Era cierto. La naranja era suya y yo la puse en la mano del negro. Entonces le dije:
- Es un negro africano. Los negros africanos no pueden entrar a su mundo espiritual sin un presente. No les dejan entrar. ¿Qué ofrenda más delicada que una naranja?
“- Escucha”- me dijo el mayordomo. “Mi hija, que también lee libros espirituales, me pidió que le lleve un negro. Regálame tu negro y yo te dejaré coger todas las naranjas que quieras.”
Fue cuando pregunté a mi madre si el abuelo creía en Dios.
- Cuando era joven, no sé. Ahora reza.
- ¿El abuelo mató muchos negros, má?
- Decían que el abuelo tenía buena puntería.
- ¿Tiene pistolas?
- ¡Vete a saber lo que guarda en el sótano de debajo del trastero! La abuela solía quitar el polvo de todas las cosas que almacenaba el abuelo. Desde que se ha muerto, la trampilla está cerrada.

- ¿Dónde está el negro, má?
- ¡El negro!
- A lo mejor está en ése sótano.
- Que yo sepa ahí sólo hay una colección de cosas que el abuelo fue reuniendo en sus viajes por el mundo. Recuerdo que hay pies humanos, bragueros para hernias indomesticables, carracas para matar a Judas, balas, corazas de tortuga, herramientas para modelar dientes postizos y un montón de objetos sin nombre. Pero no recuerdo que haya negros. 

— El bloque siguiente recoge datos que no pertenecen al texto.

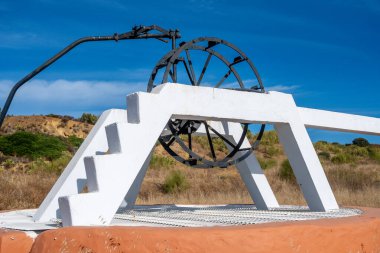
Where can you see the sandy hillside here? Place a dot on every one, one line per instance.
(44, 124)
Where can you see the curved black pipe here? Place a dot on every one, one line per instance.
(138, 32)
(47, 64)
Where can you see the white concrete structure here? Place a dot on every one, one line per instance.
(114, 157)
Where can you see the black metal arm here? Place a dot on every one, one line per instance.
(138, 32)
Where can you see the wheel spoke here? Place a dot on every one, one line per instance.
(170, 142)
(223, 78)
(188, 73)
(210, 141)
(172, 76)
(222, 137)
(191, 66)
(204, 68)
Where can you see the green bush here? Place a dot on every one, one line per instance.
(270, 138)
(361, 142)
(74, 142)
(32, 145)
(88, 118)
(286, 172)
(374, 153)
(175, 182)
(342, 158)
(267, 163)
(352, 178)
(159, 161)
(324, 155)
(271, 151)
(324, 146)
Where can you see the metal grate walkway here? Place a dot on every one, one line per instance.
(223, 215)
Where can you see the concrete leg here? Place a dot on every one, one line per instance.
(306, 166)
(73, 178)
(251, 172)
(131, 196)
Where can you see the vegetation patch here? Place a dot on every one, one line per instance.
(175, 182)
(32, 145)
(286, 172)
(159, 161)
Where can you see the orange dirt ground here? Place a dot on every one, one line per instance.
(353, 234)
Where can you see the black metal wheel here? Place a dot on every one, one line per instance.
(226, 67)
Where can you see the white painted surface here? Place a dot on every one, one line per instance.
(113, 175)
(337, 121)
(250, 170)
(73, 178)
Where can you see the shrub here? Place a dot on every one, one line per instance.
(74, 141)
(158, 161)
(267, 163)
(271, 151)
(270, 138)
(286, 172)
(341, 158)
(374, 153)
(324, 155)
(88, 118)
(32, 145)
(361, 142)
(175, 182)
(352, 178)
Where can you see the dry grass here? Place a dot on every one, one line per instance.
(20, 190)
(219, 186)
(24, 184)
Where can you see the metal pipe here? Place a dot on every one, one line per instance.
(140, 32)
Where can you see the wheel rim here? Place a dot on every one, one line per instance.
(181, 56)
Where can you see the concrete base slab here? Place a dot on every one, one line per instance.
(359, 233)
(184, 216)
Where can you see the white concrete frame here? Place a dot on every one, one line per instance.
(117, 151)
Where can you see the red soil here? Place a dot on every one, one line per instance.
(354, 234)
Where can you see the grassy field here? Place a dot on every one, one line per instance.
(28, 171)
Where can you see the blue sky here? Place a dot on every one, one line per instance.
(326, 53)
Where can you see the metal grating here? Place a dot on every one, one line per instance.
(223, 215)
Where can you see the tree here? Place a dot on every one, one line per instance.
(88, 118)
(360, 142)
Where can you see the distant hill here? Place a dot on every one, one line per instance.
(56, 125)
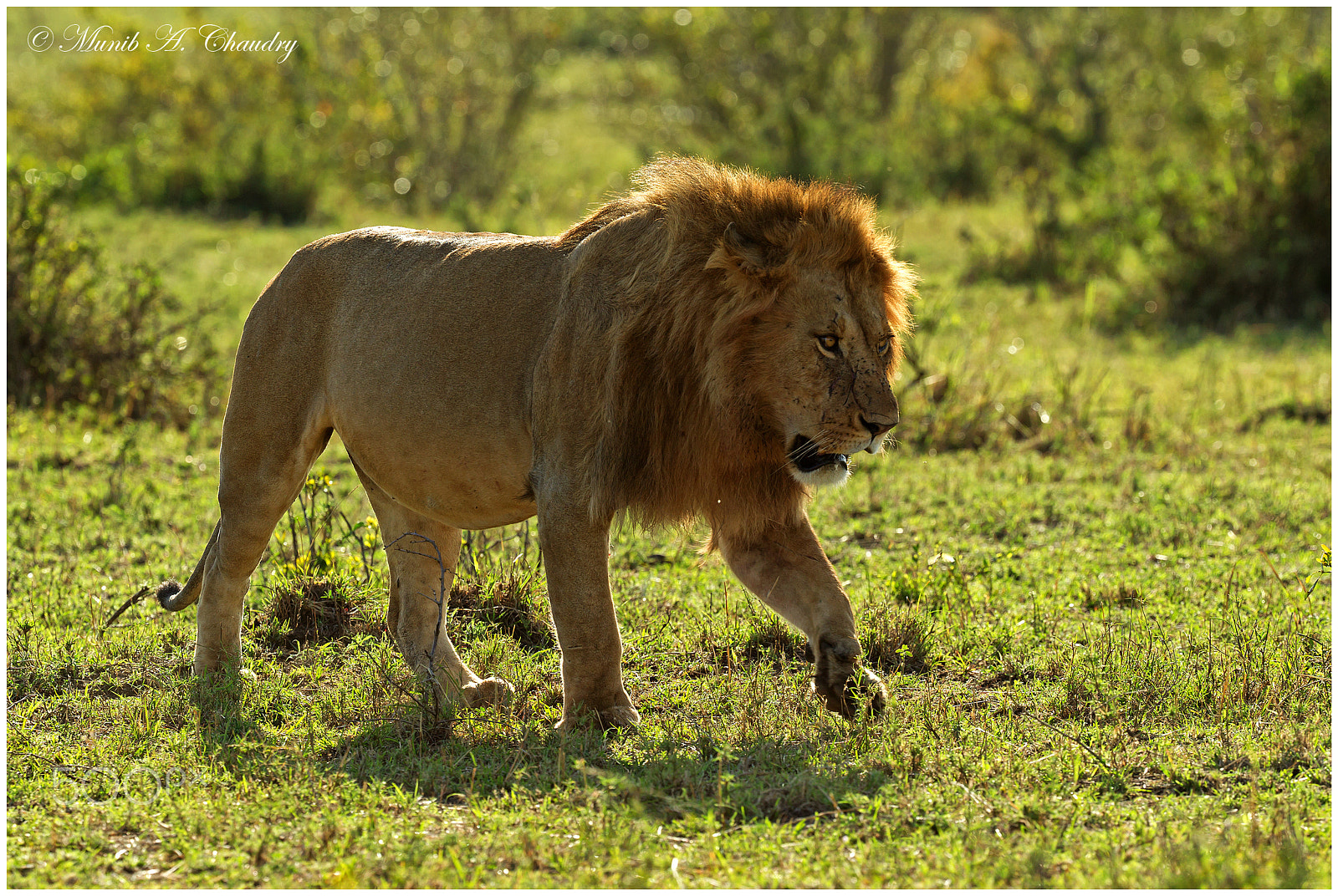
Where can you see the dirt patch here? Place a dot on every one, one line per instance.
(508, 606)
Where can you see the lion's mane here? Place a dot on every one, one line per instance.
(686, 425)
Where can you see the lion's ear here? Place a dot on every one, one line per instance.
(748, 256)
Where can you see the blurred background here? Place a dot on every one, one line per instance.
(1157, 169)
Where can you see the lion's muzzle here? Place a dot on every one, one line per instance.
(806, 456)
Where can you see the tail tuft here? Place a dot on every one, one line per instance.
(165, 594)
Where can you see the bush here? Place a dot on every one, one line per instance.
(82, 333)
(1253, 240)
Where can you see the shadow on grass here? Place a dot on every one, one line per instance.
(753, 780)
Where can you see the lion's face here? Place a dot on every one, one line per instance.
(834, 361)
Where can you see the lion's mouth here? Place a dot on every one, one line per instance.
(807, 459)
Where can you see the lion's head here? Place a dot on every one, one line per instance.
(758, 328)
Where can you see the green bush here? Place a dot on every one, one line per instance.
(84, 333)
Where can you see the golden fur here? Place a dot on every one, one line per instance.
(659, 359)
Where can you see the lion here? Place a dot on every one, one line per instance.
(713, 344)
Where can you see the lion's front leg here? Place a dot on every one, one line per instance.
(787, 568)
(575, 561)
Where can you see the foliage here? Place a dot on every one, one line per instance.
(1197, 144)
(1108, 657)
(82, 332)
(1182, 153)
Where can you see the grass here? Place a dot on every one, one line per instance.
(1107, 644)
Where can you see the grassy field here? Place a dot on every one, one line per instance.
(1095, 574)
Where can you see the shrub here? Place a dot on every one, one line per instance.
(84, 333)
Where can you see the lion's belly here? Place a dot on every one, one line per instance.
(432, 363)
(445, 472)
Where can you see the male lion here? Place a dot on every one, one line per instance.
(712, 344)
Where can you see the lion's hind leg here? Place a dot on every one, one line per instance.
(421, 555)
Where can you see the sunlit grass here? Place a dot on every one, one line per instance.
(1108, 664)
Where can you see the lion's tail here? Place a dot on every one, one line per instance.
(173, 595)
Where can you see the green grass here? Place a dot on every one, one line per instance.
(1107, 645)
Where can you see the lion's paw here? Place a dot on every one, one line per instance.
(843, 684)
(490, 692)
(613, 717)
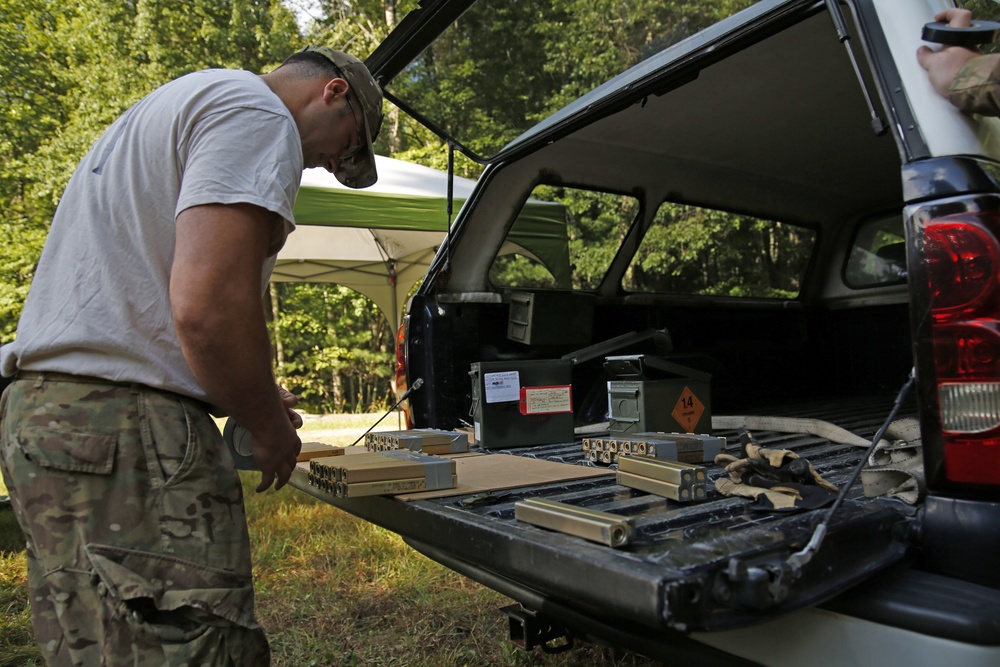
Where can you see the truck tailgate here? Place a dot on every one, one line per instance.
(705, 565)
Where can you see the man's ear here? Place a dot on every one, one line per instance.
(334, 88)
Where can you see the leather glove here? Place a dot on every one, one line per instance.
(778, 480)
(780, 465)
(771, 496)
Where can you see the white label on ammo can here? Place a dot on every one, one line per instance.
(503, 386)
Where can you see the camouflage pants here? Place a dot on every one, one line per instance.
(138, 552)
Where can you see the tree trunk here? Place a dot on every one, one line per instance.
(279, 350)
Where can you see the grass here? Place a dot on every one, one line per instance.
(335, 591)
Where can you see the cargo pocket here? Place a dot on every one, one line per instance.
(187, 613)
(69, 451)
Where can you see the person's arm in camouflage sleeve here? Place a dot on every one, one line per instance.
(976, 87)
(970, 80)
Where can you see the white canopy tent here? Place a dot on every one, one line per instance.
(379, 241)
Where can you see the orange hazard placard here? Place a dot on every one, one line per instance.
(688, 410)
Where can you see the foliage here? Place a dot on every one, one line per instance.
(335, 348)
(99, 57)
(690, 250)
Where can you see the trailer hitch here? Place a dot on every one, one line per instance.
(529, 629)
(757, 585)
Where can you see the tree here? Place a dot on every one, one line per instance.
(99, 57)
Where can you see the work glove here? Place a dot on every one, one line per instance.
(772, 496)
(777, 480)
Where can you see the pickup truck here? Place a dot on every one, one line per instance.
(790, 209)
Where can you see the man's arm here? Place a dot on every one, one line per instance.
(215, 299)
(970, 80)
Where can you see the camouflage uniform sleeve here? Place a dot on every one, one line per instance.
(976, 88)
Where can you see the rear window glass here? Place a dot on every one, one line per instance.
(564, 238)
(693, 250)
(878, 253)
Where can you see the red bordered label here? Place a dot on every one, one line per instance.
(546, 400)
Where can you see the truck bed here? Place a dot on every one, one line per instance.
(705, 565)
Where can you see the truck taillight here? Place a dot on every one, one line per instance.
(963, 267)
(400, 369)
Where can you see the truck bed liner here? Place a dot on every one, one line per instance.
(707, 565)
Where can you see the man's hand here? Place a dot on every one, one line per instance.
(943, 65)
(275, 461)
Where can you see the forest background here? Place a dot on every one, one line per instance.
(67, 70)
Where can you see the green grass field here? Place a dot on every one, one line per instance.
(335, 591)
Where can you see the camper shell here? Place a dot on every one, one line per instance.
(812, 115)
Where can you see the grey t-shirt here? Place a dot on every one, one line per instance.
(99, 303)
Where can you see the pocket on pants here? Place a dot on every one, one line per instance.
(194, 614)
(69, 451)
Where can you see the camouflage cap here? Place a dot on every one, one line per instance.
(358, 170)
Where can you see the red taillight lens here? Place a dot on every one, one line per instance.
(400, 369)
(962, 263)
(963, 267)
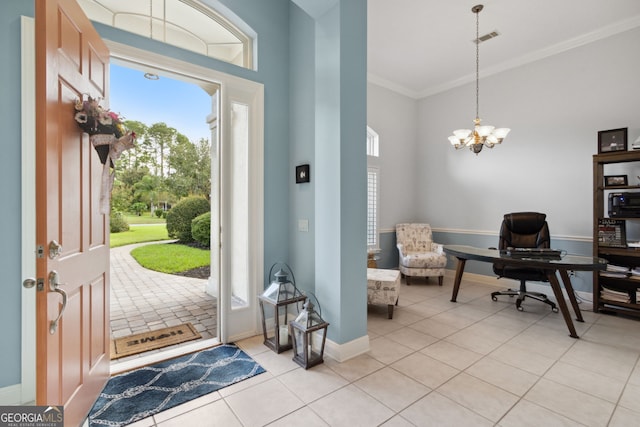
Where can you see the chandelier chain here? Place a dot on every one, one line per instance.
(477, 64)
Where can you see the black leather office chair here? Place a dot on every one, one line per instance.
(523, 230)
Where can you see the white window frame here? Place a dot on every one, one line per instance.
(373, 170)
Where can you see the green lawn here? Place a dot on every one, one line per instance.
(171, 257)
(145, 218)
(140, 233)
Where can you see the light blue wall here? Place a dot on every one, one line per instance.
(302, 130)
(10, 177)
(340, 164)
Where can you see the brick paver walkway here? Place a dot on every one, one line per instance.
(144, 300)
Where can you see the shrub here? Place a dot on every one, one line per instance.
(117, 222)
(180, 216)
(138, 208)
(201, 229)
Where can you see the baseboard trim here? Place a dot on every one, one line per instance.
(343, 352)
(10, 395)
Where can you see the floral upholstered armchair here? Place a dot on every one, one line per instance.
(419, 256)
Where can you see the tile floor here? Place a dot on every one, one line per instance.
(437, 363)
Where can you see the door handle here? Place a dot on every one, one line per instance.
(55, 287)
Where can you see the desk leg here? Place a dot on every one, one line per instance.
(458, 279)
(572, 296)
(557, 291)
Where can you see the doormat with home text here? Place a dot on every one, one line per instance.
(153, 340)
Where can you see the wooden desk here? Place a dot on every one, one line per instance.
(550, 266)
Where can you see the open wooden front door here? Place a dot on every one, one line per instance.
(73, 358)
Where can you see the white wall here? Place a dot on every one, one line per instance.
(555, 107)
(394, 118)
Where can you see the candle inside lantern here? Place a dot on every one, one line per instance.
(284, 335)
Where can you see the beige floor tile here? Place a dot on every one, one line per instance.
(528, 414)
(242, 385)
(276, 363)
(614, 362)
(351, 407)
(454, 318)
(524, 359)
(470, 339)
(451, 354)
(387, 351)
(263, 403)
(623, 417)
(635, 375)
(438, 410)
(434, 328)
(507, 377)
(487, 358)
(425, 369)
(406, 317)
(311, 384)
(631, 398)
(214, 414)
(397, 421)
(392, 388)
(576, 405)
(186, 407)
(356, 368)
(616, 334)
(411, 338)
(541, 340)
(382, 326)
(587, 381)
(481, 397)
(311, 419)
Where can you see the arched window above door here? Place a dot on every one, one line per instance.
(188, 24)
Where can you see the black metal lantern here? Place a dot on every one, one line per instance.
(280, 296)
(309, 333)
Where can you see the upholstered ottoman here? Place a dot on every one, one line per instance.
(383, 287)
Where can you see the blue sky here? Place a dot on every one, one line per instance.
(183, 106)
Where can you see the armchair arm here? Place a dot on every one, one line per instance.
(437, 248)
(400, 247)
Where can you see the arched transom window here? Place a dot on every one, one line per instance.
(188, 24)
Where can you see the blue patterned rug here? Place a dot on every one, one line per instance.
(146, 391)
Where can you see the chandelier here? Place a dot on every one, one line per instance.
(481, 135)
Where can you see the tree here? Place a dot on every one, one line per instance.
(163, 138)
(191, 168)
(147, 190)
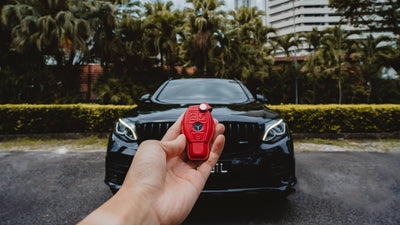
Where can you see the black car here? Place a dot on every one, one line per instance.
(258, 155)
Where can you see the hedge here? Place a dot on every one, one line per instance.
(25, 119)
(341, 118)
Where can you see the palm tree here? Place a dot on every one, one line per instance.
(336, 49)
(373, 56)
(204, 20)
(314, 60)
(60, 30)
(164, 26)
(248, 38)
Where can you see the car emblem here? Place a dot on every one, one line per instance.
(219, 168)
(198, 126)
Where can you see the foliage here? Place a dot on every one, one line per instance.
(24, 119)
(44, 43)
(340, 118)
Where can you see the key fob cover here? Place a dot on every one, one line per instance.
(198, 127)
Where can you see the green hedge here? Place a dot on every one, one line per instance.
(341, 118)
(24, 119)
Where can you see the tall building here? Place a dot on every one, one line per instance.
(240, 3)
(300, 16)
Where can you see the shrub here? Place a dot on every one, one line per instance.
(24, 119)
(340, 118)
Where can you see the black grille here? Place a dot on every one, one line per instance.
(239, 137)
(242, 137)
(156, 131)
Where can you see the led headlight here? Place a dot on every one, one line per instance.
(127, 130)
(274, 129)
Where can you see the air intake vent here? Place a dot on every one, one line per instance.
(239, 137)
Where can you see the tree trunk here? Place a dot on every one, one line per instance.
(340, 90)
(205, 63)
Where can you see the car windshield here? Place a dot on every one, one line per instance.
(194, 91)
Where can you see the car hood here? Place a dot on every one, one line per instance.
(250, 113)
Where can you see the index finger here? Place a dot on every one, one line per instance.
(174, 131)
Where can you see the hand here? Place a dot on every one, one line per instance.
(161, 186)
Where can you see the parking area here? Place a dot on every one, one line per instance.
(333, 188)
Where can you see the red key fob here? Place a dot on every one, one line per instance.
(198, 127)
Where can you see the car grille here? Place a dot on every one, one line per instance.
(239, 137)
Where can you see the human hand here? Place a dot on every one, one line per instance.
(162, 186)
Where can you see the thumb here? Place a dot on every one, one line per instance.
(174, 147)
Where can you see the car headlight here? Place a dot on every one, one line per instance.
(126, 130)
(274, 130)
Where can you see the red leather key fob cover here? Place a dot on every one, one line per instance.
(198, 127)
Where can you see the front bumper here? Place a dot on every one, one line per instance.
(271, 167)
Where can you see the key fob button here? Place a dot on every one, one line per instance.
(198, 127)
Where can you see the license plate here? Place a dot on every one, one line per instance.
(220, 168)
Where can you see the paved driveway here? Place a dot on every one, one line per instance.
(333, 188)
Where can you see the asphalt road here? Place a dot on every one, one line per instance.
(333, 188)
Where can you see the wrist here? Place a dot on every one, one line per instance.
(134, 207)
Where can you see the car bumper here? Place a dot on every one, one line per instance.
(270, 168)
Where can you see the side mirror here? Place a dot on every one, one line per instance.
(145, 98)
(261, 98)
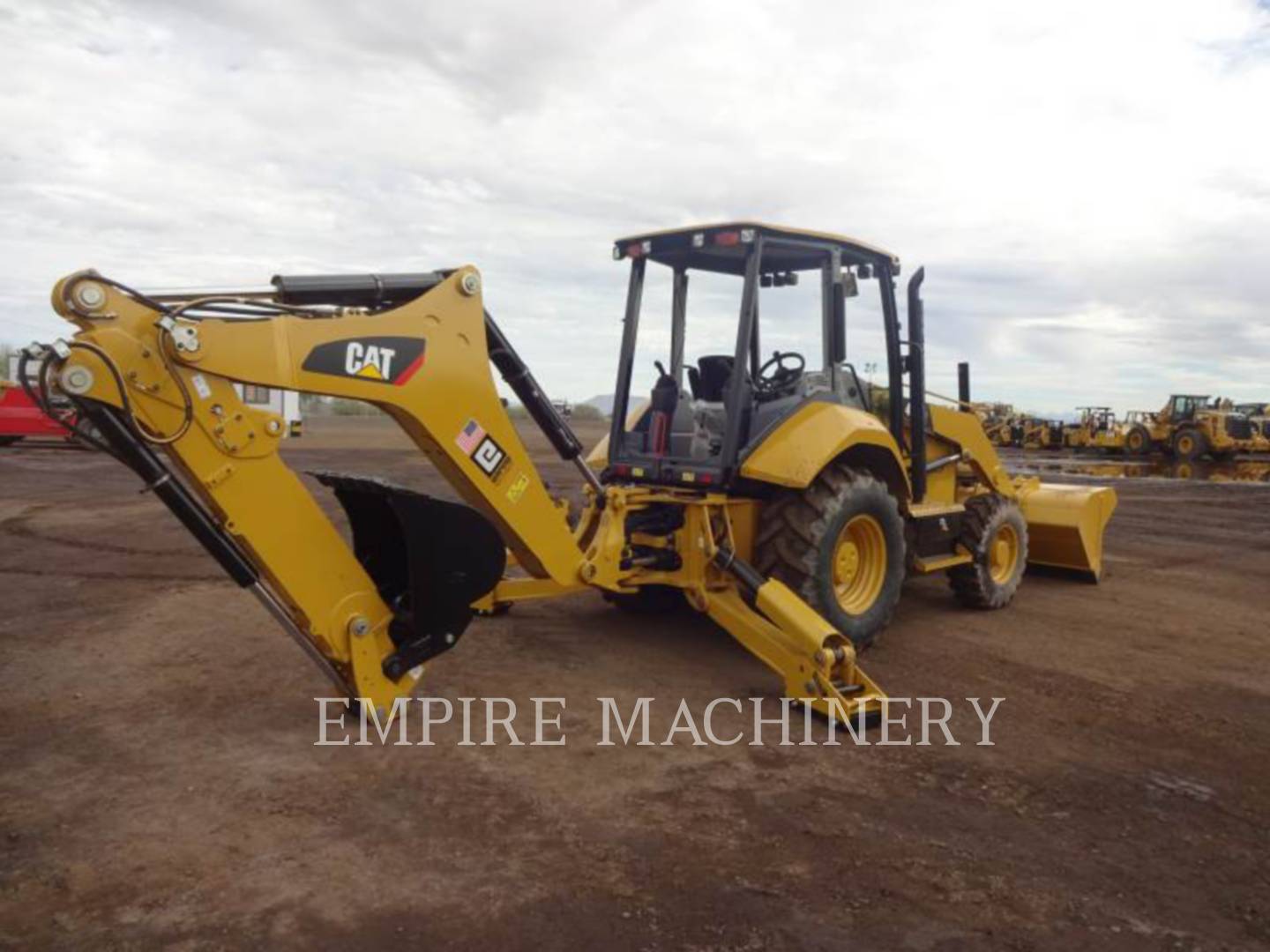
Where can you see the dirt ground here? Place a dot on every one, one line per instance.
(159, 784)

El abuelo se murió mirándome.
Tuve que esperar un mes en encontrarme solo en casa. En el trastero se guardaban latas y botellas de vino. La trampilla que daba a la escalera del sótano se escondía debajo de una alfombra. La escalera era empinada. No había luz eléctrica. Fui por la linterna de mi padre. El sótano era pequeño. En el ángulo noroeste había un cajón con dos puertas y un cerrojo. Lo abrí. El negro dormía sin ojos. Tenía un saxo dorado. Era un magnífico saxofón de latón brillado. El negro tenía los labios rojos. Vestía traje de rayas y cubría su cabeza con un sombrero hongo. Le faltaba una mano, pero tenía zapatos de charol.
Verde se había colado detrás de mí. Algo con pelos trepó a mis hombros. Era algo tan vivo como una rata. Me acordé de los consejos del abuelo. “Las ratas sólo muerden si las pisas”. Verde era feliz. Se metió entre mis piernas. Me tropecé qué sé yo con qué. Mi espalda cayó contra el armario del negro. Una dulce melodía de saxo tenor comenzó a sonar ahogada por los ladridos de Verde.
- ¡Joder con el abuelo!- exclamé sentado en el suelo. 
Al negro se le habían dado vuelta los ojos. Ahora tenía ojos de muñeco de feria. La boca se le abría y se le cerraba. Cuando se le abría, metía la boquilla de hueso del saxo en su boca. Cuando se le cerraba, la sacaba. Subía y bajaba su cabeza, le temblaban las rodillas. Era un maravilloso negro de feria.
- ¡Buena rata, Verde!- exclamó mi padre desde la trampilla.
Verde había atrapado a la rata.
- El negro es de juguete, pá. 
- Lo trajo tu abuelo para regalárselo a tu abuela. Pero a la abuela le daban miedo los negros. ¿No te ha contado que robaba naranjas al mayordomo para ponérselas en las manos de los negros que mataba de un certero disparo? 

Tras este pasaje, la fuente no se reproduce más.